Although . . . I did manage to sneak in a couple of moments here and there where I started working my way through Dave Sim’s Cerebus the Aardvark for the umpteenth time. As many times as I’ve read it though from cover to cover, this is the first time I’ve done it as a divorced man with a very different perspective on women, men, and God. I’m up to Book Nine: Reads, so there’s still a long way to go.

Jolie Holland has a new album out and I have a brand new little boy crush on her all over again. That voice of hers is really quite something.

(I mean, it’s not Keeley singing “Cheek to Cheek” or anything — which is the most beautiful thing I’ve ever heard with my own ears — but I really like Ms. Holland’s music quite a lot and I was delighted to download her new album from iTunes just in time for springtime. So there.)

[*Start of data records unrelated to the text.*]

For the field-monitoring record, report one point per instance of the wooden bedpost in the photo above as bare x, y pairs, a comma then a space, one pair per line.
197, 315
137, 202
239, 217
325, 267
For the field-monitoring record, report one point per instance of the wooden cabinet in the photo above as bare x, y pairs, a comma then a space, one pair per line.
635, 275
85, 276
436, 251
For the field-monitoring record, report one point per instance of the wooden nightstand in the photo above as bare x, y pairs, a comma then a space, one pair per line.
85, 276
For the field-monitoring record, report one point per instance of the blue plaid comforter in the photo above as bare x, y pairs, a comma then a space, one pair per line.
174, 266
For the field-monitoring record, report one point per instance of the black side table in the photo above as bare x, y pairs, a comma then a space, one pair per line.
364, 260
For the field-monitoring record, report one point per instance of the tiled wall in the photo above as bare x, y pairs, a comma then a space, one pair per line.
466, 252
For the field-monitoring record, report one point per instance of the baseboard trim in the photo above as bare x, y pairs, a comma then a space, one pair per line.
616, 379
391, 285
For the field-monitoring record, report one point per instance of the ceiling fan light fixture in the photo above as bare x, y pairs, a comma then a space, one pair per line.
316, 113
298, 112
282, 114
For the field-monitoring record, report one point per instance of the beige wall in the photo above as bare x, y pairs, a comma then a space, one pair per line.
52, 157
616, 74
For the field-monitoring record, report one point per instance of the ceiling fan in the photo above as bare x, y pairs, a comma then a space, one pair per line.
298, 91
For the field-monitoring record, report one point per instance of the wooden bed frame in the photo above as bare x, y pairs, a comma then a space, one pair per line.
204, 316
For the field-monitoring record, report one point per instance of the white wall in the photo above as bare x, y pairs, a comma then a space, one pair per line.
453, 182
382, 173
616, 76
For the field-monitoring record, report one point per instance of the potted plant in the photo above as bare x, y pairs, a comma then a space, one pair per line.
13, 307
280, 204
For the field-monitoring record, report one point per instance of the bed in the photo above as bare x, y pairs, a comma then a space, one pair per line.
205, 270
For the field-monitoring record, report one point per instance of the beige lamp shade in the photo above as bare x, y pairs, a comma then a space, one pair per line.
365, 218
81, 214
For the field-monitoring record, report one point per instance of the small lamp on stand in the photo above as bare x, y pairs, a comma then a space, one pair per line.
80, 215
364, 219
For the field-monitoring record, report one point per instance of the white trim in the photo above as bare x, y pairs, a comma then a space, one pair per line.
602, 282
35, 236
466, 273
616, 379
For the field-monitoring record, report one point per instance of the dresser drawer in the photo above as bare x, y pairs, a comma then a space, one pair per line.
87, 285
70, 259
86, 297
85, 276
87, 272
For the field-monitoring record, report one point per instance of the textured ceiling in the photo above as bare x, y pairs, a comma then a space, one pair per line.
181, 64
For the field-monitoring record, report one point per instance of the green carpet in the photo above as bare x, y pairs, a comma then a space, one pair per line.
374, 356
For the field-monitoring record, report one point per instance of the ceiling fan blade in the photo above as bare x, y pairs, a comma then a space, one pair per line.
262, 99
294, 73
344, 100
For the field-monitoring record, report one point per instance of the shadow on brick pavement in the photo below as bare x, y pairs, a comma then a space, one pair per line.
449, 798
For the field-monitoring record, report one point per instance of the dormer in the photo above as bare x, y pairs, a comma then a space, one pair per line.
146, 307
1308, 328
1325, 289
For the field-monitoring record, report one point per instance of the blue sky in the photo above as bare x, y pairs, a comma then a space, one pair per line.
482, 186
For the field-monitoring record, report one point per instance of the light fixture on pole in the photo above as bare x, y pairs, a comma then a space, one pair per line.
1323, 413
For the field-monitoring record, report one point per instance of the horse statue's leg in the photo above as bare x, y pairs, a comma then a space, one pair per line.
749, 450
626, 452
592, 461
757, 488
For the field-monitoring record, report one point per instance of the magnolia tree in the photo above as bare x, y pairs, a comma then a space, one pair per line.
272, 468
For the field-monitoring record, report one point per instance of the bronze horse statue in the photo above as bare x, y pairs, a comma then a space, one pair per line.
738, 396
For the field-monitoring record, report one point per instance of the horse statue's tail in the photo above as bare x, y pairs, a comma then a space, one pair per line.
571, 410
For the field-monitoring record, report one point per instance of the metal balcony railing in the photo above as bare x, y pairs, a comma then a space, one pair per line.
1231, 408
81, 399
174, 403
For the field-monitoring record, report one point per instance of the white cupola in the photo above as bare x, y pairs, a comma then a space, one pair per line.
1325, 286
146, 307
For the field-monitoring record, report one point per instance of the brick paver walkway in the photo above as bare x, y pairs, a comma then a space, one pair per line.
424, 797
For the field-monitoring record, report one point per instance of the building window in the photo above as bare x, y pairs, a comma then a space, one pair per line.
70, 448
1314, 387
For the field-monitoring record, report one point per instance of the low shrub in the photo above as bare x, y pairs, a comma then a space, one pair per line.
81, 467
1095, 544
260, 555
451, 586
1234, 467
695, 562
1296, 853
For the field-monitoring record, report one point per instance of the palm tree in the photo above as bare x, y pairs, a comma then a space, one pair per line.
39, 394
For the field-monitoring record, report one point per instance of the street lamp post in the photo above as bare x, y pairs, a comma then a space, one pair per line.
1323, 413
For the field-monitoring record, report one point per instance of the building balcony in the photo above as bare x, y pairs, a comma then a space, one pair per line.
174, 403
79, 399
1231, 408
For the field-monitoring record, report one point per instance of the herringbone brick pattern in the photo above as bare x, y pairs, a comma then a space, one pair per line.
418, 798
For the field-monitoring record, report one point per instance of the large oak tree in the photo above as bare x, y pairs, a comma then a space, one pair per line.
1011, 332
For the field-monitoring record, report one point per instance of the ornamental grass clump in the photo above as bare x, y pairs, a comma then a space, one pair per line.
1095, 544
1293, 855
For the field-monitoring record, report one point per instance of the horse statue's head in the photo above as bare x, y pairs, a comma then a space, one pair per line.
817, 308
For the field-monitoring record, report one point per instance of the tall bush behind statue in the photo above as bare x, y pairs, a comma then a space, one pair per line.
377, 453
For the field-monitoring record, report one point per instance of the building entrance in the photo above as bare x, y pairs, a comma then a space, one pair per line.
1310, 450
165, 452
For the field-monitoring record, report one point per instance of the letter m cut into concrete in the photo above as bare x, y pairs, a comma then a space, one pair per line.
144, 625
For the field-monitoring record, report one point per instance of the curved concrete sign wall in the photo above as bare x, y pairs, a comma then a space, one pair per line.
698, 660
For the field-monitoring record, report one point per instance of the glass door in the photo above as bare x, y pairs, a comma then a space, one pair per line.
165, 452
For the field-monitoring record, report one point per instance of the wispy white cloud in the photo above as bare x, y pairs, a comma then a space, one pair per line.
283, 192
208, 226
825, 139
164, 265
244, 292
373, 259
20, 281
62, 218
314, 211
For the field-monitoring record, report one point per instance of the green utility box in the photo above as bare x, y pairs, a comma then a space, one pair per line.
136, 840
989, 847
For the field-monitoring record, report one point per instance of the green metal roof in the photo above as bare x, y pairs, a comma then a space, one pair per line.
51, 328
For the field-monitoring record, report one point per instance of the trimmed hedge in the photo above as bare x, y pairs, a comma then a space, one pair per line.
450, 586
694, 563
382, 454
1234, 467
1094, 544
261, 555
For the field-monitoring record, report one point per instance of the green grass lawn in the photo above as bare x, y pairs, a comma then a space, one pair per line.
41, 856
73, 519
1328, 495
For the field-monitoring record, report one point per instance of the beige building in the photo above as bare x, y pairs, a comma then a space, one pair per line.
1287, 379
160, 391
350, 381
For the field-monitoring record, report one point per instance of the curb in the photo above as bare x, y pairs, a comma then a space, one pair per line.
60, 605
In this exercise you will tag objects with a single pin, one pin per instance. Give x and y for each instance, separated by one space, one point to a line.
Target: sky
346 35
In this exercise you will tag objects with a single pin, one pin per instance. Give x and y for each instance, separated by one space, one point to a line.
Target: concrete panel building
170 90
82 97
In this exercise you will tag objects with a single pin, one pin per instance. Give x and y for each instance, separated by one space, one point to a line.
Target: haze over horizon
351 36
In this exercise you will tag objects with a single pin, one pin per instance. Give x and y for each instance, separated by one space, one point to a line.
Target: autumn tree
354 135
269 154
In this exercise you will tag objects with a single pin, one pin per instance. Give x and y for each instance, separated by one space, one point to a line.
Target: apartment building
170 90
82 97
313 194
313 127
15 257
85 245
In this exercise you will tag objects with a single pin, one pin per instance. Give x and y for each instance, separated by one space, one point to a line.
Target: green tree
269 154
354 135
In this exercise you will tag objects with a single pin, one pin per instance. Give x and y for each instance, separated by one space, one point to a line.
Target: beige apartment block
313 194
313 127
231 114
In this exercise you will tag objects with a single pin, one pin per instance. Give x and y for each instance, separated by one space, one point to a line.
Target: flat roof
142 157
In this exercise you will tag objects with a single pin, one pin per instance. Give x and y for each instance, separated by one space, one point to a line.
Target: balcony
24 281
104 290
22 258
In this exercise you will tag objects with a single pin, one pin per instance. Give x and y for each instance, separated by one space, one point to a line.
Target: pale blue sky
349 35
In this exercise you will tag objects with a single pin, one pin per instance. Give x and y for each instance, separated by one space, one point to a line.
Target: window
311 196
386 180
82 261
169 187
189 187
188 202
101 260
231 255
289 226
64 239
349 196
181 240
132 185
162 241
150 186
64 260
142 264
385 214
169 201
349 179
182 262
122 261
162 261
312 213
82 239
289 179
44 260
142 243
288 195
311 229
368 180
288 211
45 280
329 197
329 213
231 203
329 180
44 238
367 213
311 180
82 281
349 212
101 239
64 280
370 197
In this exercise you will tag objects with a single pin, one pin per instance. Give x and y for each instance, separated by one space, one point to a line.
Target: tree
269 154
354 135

Still unpacking after the big move. Both of the kids are going to need some help getting their rooms squared away. And I’ve still got three or four of boxes of books to put on the shelves — mostly film scripts and miscellaneous movie reference. You’d almost think I was somebody who knew somthing, eh?

After this last move, with almost forty boxes of books, I’m starting to think that I’m the Imeda Marcos of books — or, at least, that I’m in the running. I’ve even read (most of) them, too . . . but there are lots and lots that I haven’t. Maybe at some point I’ll do a list of Books I Own But Have Been Too Lazy To Read.

Maybe.

Imelda was kind of a babe, come to think of it.

Anyways . . . the move took a fair amount of wind out of my creative sails, but there’s a new gust now that most of the house if getting squared away and late nights now you’ll find me at a big square table with a candle and some Dragon’s Blood (typically with a spirit at my elbow) scratching away, glancing up every so often to check in on what’s happening in the corner of my eye.

Tonight: The Shaggy Man went fishing and dropped a handful of additional hints here and there about the trouble with cats. I also got to write a smattering of lines that Gorey might have penned under one of his less-favored pseudonyms, which was fun.

Best line of the night: “At the sight of it, the cats gathered around him like stormclouds around a mountain. They watched, tails flickering like lightning, as he reeled the fish in.”

We’re almost to the Elephant House. I was very happy tonight to discover that the name made sense, in the context of the story. It’s almost like I know what I’m doing.

(This is the third section of the novel, by the way, called “Purgatorio” and it’s the last section, really — apart from a simple epilogue that’s already been written. It’s all coming to an end.)

And then, of course, I checked my e-mail, wrote this, and went to bed.